愛って、すべてを捨てて逃げてもいい
僕は、理屈じゃなく、すべてを捨てて、愛のために現実から逃げてしまおうとする人たちの儚さに、どこか憧れがあるんです。
例えば、イ・チャンドン監督の『オアシス』で、脳性麻痺の彼女をおぶった主人公の目の前で終電が過ぎ去ってしまい、気づくと彼女が健常者になっているシーン。あそこは2人が現実から逃げ切れなかったように見えて、蛍光灯に照らされて夢の中に入っていく演出に感動しました。
廣木隆一監督の『ヴァイブレータ』も、嘘みたいなトラックの中だけが2人の逃避場所ですし、『アイデン&ティティ』も好きなことをやっていく苦しさ、そうすることで襲ってくる現実、それでも続ける人たちへの愛が描かれている。監督・田口トモロヲさんから全若者へのラブレターのように感じます。
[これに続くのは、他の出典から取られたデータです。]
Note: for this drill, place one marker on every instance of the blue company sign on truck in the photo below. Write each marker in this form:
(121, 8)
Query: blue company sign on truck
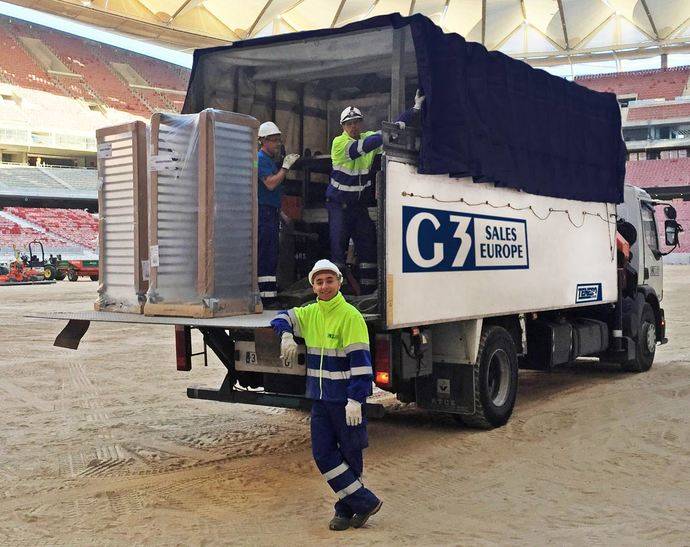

どれも最終的には、現実が待ち構えている。終わりがあるのも、愛の形ですからね。登場人物たちのように、逃げる、という選択肢がみんな常にあっていい気がしているんですよね。
僕が好きな監督には、そこにいる人をただ受け入れるという共通した視点があるなと。石井裕也監督の『愛にイナズマ』の、僕が長男役の池松壮亮さんの鼻血に触れるという演出は、自分からはやらないだろうなと思った場面なんです。「手当て」という言葉があるように、人に触れるという不思議な力や、一歩踏み出して触れようという石井さんの愛情深さを改めて感じる作品です。